Meg fu umile ma accorta. Anche perché donna, quindi ritenuta meno pericolosa, uscì da quel momento. Ma il marchio del padre, libero di scegliere Dio prima che il re, senza mancare di fedeltà né al primo né al secondo, le restò addosso. Anche Margaret, a suo modo, era uno scandalo per i suoi tempi, con tutto quello spreco di istruzione e di libertà dagli schemi. Impedirle di assistere il padre che saliva al patibolo, lasciandola a vagare in attesa del permesso di riavere il suo cadavere senza testa, fu parte della sua condanna. Le dissero anche di comprare un sudario, perché l’avrebbe riavuto nudo. Il re non gli lasciava nulla dell’antica amicizia, neppure uno straccio per farsi seppellire.

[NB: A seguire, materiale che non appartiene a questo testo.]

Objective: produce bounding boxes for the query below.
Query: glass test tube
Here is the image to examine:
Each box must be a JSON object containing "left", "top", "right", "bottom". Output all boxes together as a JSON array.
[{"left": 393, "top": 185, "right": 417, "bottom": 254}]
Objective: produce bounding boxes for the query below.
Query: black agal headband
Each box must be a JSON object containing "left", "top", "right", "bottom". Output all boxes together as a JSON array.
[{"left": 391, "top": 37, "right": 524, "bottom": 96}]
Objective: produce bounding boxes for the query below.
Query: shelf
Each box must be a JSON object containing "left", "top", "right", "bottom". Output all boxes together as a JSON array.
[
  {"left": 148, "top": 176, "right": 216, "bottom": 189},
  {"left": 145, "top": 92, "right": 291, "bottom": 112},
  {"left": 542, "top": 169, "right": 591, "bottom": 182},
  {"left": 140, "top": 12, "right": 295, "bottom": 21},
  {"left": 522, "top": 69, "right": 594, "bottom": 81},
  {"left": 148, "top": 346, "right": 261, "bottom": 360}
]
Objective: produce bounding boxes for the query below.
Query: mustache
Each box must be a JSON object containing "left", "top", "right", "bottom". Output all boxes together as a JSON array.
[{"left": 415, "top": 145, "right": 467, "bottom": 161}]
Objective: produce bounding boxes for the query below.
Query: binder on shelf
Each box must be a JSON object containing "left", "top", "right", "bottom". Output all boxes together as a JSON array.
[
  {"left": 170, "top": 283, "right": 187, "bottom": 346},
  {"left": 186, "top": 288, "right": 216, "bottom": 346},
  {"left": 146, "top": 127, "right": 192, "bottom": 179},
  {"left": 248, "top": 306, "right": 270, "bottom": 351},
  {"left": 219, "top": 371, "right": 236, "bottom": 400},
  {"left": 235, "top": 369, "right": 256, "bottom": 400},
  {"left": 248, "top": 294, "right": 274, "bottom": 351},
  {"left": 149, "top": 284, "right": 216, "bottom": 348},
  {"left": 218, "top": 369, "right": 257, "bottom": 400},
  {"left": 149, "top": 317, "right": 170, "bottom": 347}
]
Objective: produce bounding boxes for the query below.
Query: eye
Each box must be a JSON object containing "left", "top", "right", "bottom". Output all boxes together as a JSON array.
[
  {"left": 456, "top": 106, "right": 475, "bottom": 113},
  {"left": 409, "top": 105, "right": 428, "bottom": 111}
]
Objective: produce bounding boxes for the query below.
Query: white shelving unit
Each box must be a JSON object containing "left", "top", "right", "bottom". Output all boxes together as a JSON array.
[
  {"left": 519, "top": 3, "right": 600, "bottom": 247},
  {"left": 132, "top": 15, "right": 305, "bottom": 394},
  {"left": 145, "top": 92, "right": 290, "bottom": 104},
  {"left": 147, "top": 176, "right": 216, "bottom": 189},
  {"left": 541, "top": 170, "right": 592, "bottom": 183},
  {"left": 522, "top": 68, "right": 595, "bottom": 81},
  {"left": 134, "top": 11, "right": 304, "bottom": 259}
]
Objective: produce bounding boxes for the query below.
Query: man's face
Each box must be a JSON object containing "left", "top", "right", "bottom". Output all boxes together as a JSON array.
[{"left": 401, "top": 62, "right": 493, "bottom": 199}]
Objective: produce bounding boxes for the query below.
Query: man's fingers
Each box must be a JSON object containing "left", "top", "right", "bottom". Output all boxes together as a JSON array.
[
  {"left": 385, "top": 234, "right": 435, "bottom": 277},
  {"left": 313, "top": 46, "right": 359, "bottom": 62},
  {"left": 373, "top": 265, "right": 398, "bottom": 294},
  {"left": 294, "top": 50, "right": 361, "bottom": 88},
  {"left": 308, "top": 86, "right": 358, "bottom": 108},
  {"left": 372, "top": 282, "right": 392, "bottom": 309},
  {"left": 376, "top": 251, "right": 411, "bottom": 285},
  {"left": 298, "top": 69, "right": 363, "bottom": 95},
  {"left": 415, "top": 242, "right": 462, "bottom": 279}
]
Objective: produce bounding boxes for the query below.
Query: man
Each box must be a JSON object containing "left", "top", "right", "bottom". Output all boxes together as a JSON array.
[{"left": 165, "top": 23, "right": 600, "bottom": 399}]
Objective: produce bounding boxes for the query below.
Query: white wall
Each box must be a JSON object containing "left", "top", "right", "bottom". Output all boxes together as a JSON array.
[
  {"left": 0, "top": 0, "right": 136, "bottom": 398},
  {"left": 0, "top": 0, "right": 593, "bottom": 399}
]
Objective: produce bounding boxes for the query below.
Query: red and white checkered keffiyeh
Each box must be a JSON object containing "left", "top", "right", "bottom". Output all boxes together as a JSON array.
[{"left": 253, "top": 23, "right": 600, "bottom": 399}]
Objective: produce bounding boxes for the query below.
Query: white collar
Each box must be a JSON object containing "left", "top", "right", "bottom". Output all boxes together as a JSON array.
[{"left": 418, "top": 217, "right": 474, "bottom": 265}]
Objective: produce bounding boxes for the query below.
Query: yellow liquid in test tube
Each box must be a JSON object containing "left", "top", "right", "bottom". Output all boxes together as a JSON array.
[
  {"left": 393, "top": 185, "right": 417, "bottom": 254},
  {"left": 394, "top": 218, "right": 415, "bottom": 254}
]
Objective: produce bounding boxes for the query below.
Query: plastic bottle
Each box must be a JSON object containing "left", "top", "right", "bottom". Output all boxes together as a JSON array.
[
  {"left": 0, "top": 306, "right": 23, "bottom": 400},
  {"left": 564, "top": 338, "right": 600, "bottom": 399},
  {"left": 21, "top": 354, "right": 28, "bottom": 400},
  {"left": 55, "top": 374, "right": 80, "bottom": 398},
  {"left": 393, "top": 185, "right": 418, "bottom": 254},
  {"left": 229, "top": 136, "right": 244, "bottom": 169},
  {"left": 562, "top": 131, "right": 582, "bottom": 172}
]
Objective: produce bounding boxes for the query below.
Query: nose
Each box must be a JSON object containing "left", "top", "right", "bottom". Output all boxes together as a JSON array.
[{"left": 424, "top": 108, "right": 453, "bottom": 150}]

La biografia scritta da Thomas Stepleton racconta come ne uscì Meg, assieme alle donne disperate che la dovevano aiutare a portare More al sepolcro ma non avevano soldi in tasca. Alla richiesta del negoziante per la pezza di lino, fu aperta la borsa vuota, per fare la pantomima del denaro sparito e chiedere umilmente credito. Le donne di casa More, figlie ed una domestica, lo raccontarono finchè ebbero vita: nella borsa c’era esattamente la cifra richiesta «non un penny di più, non un penny di meno». Privato di tutto, Tommaso Moro fu sepolto con un sudario donato alla dolcissima Meg.